The recent easing of the inflation squeeze on British households will suffer a setback this week as June's record downpours drench seasonal crops and push up prices.

Analysts expect the Bank of England's official Consumer Prices Index benchmark to remain steady at 2.8 per cent in June after two months of steep falls.

The cost of living is currently rising at its slowest rate for two and a half years, but price hikes for seasonal fruit and vegetables due to the poor weather will partly offset the impact of a big 3.3 per cent fall in petrol costs over the month.

David Page, Lloyds Bank Corporate Markets' UK economist, said: "The climate across most of northern Europe is fairly similar and we've already seen price rises of between 7 and 8 per cent for German seasonal food, so it is likely to have an impact over here."

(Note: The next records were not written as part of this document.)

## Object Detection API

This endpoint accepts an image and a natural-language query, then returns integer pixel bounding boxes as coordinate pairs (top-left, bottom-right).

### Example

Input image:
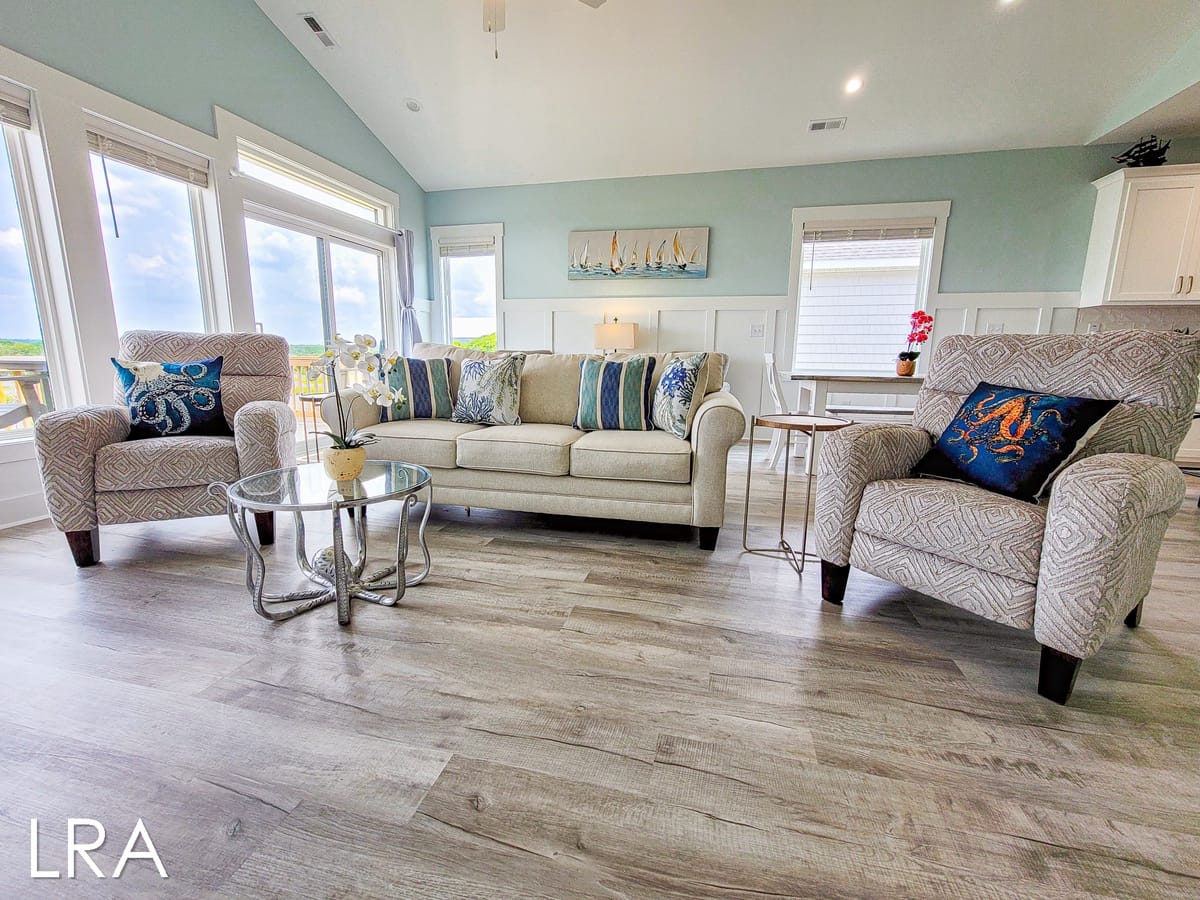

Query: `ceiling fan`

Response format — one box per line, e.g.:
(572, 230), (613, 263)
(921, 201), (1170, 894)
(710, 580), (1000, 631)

The opposite problem in the US raises the spectre of renewed food price inflation later this year as a scorching drought across the Midwest slashes corn yields by more than 12 per cent. Corn prices have jumped more than a third in the past four weeks, according to the Chicago Board of Trade. Higher cereal prices will have a more sustained effect as the cost of animal feed and meat rises.

Sharp price-slashing by retailers in June last year – not repeated last month – will also add to inflationary effects, Capital Economics said.

The Bank of England nonetheless predicts CPI will be back to 2 per cent by the end of the year. Worries over undershooting the target prompted it to pump an extra £50bn into the economy via quantitative easing two weeks ago.